Stumbling at the brink of the door, Jonathan almost did a double take as his hand appeared to fly away from his body, towards the brim of the knob, which, after much deliberation and necessary violence opened immediately, or as immediate as any reluctant piece of wood allows. The birds were still singing their hearty song, which Jonathan would have noticed, if it hadn't been for the disappointment of the empty sheet of air and the general lack of anything at all that stood waiting. There had been a noise, that much was true, but the noise seemed to belong to a mysterious being that had no bodily functions, not even a head. Not that Jonathan was in any way hoping to come across a floating head, but that would have been a start. At least it may have been able to explain why there was nothing waiting on his doorstep except a letter that read 'Mr Jonathan Harker' and nothing else. Upon reading that he was a fictional middle-class Englishman, Jonathan tittered accordingly and was just about to slam the door while belching his disgust when an unexpected voice paralysed all movement.

'You sir!' Jonathan looked and pictured a very blurred shape. Nice and round, with a wisp of white hair and clothes that, well, had already been forgotten. He slipped into his pocket and fingered for his glasses, which, upon reflection, may have been better served in the depths of his fleece. 'How are you chap? I haven't seen you in weeks. How are tricks? I do hope you are doing well. Not that I need to hope, mind you, I know that won't make a blind difference. Hah! So how are we?'

This was the man that had become infamously known as the man with all the questions. Never waiting long enough to listen for any answers, most conversations were often entirely conducted by himself, with the odd mutter of indifference from his unfortunate neighbour. It had been rumoured that local housing sales had been affected because of his presence, which, although mighty in its claim offered some credibility. He had become a symbol of dread in the community but like any typical suburban neighbourhood with a hint of the bourgeois; blatantly telling the annoying old git to disappear flouted the rules of civility. So, like any respectable, privileged middle-class citizen will tell you, forced politeness was an absolute necessity. Or avoiding eye-contact and bolting the door before the bastard can arrest you with his dreary monologues.

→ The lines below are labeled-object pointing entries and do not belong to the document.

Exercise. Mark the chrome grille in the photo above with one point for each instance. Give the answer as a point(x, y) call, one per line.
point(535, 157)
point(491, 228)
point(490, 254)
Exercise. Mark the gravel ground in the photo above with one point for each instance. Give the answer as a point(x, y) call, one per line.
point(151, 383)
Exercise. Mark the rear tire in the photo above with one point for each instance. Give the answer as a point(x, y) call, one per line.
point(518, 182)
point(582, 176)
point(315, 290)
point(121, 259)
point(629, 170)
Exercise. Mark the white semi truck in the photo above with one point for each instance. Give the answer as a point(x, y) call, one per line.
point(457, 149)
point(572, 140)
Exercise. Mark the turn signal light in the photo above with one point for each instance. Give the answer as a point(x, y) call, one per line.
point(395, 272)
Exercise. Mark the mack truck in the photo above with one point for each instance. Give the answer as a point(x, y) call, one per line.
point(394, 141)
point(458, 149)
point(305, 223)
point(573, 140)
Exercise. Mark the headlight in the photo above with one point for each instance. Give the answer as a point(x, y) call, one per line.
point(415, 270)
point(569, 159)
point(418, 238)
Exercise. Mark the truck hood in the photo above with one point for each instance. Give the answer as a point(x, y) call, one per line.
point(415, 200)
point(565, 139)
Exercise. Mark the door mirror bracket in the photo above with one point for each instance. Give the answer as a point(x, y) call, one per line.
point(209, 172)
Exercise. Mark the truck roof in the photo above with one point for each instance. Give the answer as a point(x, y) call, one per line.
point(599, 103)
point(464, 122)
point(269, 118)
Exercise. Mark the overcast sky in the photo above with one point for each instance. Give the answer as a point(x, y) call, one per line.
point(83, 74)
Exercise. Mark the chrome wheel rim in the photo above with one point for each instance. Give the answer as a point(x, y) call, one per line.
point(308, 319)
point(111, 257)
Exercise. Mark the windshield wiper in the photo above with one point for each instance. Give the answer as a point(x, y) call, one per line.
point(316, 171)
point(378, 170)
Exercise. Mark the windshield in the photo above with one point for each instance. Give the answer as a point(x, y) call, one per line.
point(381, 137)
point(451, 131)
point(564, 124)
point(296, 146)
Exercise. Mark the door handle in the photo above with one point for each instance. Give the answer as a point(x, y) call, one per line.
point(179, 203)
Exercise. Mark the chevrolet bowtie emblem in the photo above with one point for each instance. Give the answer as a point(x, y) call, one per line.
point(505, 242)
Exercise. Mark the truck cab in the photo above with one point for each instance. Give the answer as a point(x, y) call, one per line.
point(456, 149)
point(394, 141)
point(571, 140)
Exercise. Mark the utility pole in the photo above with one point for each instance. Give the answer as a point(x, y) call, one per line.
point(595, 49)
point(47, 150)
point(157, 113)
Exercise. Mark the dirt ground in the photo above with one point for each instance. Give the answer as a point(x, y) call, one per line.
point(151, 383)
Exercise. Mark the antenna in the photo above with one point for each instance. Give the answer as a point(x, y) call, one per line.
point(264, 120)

'Everything is the same as it always was, my old acquaintance.' Jonathan uttered the last word with decisive hostility. 'I am just about to walk the dog and in a terrible rush. How is the old heart, still pumping and making itself known, I hope?'

'I didn't realise you had a dog, Jonathan!' The old man levelled with his prey and approached with intent. He was not going to be pushed away so easily. 'What type of breed?'

'Legs. Tail. Bad breath. You know..' Jonathan was becoming severely flustered. He knew he had walked into an elephant trap and his memory had played one of its most famous tricks, choosing to totally omit any useful information and render him clueless to anything remotely dog-related. With any luck there would be a bark coming from next door, until he remembered that there it had no occupants and certainly nothing resembling something that plays ball. 'Labrador. Terribly stressful. Molts more than I do and always on the move! I really need to find someone else to take him for walks, I am always much too busy!'

Jonathan saw the eyes light up at this request and almost wanted to kick himself three times over. 'Walk you say? Well, I could be just the man you are looking for, m' young lad! I was a great walker of dogs back in the day, I've owned many in the past.' The wrinkled old man paused solemnly. “'Course there all dead now. Still got the same lead I used to own all those years ago, mind. Couldn't tell you the exact colour, but I know it has a bit of a burgundy flare to it, if you could imagine.' He neither needed to imagine nor wanted, at this very moment, to assess the resources of the mind that handled any specifics concerning the method employed to walk furry animals. All Jonathan wanted to do was to walk back into his house and waltz right back into bed, without a single thought. This was worse than being rejected by all the publishers in England. It was more crucifying than being punched squarely in the face by his favourite writer, or by being mocked metaphorically by his most admired poet.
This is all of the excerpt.